Over the last several years, three important Supreme Court First Amendment cases—Reed v. Town of Gilbert, Sorrell v. IMS Health, and, just last year, National Institute of Family and Life Advocates v. Becerra (“NIFLA”)—have begun an analogous colonization of several situation-specific and nuanced areas of free speech doctrine. Sorrell and NIFLA have suggested that a strict version of the content-neutrality rule should apply in, respectively, commercial speech and compelled speech cases, even though commercial and compelled speech regulations are, almost by definition, content- and speaker-focused. For its part, Reed embraced a strict definition of content discrimination, one that includes facially content-based laws that nevertheless pose no plausible risk of idea or viewpoint suppression. Together, these cases threaten to convert context-specific First Amendment doctrines into sets of rigid rules, with potentially serious impact on government’s ability to enact reasonable social and economic regulations that pose no threat to First Amendment values.

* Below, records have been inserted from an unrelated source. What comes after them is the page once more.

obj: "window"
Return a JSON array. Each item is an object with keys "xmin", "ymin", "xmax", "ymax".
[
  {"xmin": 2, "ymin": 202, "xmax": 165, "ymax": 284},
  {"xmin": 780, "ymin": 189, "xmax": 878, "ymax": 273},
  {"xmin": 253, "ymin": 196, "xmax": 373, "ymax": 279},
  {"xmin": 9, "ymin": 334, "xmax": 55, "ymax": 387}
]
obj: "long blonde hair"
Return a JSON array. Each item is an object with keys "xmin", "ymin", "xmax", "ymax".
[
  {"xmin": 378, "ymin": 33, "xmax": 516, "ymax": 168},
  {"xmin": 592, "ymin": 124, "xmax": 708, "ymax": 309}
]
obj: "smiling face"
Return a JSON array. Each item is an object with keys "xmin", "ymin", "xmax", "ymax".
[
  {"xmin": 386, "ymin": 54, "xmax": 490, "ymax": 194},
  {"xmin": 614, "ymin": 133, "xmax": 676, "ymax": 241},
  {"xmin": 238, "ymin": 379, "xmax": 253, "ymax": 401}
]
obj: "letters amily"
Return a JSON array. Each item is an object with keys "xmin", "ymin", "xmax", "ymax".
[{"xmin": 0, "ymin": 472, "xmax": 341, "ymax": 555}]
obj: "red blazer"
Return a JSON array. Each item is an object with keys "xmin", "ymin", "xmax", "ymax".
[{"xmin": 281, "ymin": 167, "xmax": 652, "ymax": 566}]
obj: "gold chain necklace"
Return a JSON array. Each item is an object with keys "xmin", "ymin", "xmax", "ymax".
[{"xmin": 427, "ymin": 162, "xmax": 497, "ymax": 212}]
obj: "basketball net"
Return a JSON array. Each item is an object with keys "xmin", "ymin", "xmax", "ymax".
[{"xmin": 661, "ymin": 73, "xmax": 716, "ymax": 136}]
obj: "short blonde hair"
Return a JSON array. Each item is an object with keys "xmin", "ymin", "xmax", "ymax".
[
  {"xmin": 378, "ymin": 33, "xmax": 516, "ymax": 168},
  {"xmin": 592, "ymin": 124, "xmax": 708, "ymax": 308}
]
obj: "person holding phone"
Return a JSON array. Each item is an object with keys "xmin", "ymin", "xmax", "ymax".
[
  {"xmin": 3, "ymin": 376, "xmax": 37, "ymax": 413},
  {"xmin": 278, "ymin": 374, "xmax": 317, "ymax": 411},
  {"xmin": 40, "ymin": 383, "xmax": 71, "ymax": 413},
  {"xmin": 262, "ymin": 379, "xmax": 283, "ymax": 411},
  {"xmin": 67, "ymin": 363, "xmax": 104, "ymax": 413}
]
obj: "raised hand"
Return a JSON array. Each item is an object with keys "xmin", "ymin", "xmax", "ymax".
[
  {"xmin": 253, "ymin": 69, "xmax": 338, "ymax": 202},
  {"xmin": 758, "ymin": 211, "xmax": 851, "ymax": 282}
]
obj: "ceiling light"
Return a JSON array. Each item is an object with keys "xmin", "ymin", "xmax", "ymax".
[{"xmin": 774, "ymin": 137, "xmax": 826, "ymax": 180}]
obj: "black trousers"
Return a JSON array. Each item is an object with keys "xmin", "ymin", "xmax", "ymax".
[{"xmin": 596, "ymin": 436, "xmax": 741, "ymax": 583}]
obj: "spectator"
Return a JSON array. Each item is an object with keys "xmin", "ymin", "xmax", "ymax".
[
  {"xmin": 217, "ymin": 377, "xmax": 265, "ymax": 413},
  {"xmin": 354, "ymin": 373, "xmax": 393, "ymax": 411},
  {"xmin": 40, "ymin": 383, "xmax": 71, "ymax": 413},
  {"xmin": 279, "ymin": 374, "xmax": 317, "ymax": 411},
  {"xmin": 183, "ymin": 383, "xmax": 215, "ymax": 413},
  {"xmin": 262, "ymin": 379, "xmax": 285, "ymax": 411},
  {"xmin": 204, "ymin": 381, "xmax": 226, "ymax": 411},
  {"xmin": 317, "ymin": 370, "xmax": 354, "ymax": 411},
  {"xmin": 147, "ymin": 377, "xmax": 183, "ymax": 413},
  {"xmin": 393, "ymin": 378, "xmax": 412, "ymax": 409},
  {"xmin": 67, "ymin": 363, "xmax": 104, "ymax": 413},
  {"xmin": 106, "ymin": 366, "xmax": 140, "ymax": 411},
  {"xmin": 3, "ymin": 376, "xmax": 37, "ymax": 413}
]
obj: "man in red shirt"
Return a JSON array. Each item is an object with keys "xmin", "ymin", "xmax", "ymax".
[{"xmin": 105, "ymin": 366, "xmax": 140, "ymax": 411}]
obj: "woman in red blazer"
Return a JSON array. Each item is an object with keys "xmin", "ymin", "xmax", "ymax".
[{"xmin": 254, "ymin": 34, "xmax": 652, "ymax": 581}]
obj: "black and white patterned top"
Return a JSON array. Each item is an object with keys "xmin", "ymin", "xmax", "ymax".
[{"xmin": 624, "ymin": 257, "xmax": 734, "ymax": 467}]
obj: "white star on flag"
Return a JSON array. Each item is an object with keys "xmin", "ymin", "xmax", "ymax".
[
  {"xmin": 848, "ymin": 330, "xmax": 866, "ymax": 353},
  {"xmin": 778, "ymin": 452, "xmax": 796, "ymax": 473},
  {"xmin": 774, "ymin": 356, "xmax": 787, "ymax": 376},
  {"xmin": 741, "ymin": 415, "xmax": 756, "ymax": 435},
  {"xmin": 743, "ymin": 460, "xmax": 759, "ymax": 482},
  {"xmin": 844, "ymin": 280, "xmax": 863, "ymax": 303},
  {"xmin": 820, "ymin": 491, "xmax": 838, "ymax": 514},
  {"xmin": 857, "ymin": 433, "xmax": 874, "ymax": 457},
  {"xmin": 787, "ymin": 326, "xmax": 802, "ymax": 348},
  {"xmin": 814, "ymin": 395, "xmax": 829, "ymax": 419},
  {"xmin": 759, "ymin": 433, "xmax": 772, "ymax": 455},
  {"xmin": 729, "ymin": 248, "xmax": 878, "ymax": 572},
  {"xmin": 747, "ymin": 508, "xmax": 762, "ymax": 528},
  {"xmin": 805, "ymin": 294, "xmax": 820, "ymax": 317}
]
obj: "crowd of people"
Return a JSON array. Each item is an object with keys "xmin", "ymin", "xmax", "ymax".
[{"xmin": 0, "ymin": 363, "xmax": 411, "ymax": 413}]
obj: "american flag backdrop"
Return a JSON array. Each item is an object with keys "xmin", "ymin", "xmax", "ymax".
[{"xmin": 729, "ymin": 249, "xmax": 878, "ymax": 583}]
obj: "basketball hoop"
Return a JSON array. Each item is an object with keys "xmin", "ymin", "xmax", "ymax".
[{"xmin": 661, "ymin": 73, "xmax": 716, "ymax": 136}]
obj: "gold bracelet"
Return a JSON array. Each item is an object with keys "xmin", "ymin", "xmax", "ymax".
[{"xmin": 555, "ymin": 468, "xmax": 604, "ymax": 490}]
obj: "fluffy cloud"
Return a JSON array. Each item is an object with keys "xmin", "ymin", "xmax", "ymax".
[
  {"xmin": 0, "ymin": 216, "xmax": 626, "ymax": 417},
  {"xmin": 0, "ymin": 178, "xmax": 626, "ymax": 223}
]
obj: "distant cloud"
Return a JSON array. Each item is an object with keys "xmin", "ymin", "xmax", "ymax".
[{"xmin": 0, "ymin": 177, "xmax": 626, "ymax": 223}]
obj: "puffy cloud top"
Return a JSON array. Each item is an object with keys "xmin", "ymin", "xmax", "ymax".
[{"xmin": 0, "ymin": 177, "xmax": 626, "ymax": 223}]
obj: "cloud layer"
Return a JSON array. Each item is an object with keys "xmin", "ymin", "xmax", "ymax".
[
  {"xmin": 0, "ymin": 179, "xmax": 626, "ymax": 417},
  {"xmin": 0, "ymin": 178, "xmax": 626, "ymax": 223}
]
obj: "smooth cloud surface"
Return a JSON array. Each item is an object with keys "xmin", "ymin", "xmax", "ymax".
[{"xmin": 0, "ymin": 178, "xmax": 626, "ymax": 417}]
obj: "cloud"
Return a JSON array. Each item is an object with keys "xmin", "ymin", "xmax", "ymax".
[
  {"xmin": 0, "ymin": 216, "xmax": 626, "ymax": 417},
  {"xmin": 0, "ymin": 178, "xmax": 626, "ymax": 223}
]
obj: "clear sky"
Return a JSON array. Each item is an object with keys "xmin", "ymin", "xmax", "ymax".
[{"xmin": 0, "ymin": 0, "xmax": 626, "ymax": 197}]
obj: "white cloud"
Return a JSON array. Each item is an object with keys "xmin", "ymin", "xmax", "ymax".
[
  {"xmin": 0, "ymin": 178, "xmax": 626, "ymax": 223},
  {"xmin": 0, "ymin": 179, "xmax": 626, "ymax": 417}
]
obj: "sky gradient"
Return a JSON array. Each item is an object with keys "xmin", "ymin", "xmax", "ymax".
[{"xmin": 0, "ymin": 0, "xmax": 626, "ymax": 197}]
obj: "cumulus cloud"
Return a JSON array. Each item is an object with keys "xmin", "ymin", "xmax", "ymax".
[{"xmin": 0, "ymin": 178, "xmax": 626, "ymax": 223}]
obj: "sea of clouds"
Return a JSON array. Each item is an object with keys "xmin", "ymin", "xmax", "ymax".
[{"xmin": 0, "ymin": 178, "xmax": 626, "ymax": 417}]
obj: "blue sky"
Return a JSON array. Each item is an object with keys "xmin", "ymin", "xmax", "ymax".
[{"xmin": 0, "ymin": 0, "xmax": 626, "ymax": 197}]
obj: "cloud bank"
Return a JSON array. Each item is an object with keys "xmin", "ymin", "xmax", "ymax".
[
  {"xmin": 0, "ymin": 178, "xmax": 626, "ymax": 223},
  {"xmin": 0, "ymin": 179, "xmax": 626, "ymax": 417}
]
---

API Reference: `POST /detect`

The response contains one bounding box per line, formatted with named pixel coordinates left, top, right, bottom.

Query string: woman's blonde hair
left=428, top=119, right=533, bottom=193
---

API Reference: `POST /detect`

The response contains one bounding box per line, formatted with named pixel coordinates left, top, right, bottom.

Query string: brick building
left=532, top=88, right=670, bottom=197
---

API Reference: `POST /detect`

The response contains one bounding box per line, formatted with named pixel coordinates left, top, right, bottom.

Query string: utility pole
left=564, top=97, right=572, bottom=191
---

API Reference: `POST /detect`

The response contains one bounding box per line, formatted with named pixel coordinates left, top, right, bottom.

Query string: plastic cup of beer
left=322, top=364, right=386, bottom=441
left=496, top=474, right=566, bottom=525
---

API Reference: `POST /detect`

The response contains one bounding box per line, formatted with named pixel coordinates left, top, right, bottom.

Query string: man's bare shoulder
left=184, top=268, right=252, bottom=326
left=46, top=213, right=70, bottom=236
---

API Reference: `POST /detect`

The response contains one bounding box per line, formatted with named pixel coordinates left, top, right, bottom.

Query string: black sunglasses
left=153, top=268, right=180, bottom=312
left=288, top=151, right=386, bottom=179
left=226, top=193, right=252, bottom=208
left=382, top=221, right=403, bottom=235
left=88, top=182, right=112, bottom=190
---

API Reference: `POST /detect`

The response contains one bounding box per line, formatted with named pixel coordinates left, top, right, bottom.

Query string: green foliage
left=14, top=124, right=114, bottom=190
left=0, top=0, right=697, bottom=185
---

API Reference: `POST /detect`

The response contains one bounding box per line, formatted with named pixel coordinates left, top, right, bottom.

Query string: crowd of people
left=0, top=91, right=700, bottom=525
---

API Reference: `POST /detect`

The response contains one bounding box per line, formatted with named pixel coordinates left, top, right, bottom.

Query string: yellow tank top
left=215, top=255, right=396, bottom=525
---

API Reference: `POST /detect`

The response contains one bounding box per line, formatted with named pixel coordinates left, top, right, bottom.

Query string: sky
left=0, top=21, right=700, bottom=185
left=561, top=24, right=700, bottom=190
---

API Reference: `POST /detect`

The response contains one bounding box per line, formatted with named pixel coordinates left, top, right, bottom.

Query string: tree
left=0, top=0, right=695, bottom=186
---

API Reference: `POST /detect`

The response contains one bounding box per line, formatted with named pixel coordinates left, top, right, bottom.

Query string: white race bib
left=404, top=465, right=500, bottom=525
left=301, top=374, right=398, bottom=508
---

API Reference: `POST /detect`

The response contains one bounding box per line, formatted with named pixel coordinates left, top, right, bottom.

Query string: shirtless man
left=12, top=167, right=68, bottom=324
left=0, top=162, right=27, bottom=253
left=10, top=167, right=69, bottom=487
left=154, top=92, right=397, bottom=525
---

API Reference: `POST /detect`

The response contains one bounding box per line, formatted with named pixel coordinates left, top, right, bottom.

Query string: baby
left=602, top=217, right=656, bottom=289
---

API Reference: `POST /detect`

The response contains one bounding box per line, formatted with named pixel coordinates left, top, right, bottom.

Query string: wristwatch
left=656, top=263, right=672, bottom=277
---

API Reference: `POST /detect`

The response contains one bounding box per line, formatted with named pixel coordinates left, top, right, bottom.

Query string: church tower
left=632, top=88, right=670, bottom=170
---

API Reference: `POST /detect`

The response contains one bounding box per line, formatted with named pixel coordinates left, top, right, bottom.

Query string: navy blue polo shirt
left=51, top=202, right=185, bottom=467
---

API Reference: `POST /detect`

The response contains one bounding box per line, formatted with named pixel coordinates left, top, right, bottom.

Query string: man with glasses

This Article examines the invasion of the content neutrality rule these cases represent. Parts I through III of this Article consider Sorrell, NIFLA, and Reed, each in turn. Part IV considers possible implications of the invasion of the content-neutrality rule. It concludes that those implications could stretch from lower court defiance of the invasion to the implementation of major changes to foundational First Amendment doctrines. Part V considers possible explanations for the invasion. Those explanations range from the Supreme Court’s continued pro-business agenda to the internal logic of the content-neutrality rule to a free speech romanticism that endows every speech act with seemingly transcendent importance. Part VI concludes by briefly speculating about the future course of this invasion. It identifies two remaining areas—secondary effects doctrine and professional speech—that so far remain unconquered but presumably vulnerable to attack. More generally, it concludes by expressing concern about an unthinking importation of a strict content neutrality regime into contexts in which it makes no sense—an importation that, in light of last year’s decision in NIFLA, appears ever more likely and thus threatening to First Amendment common sense.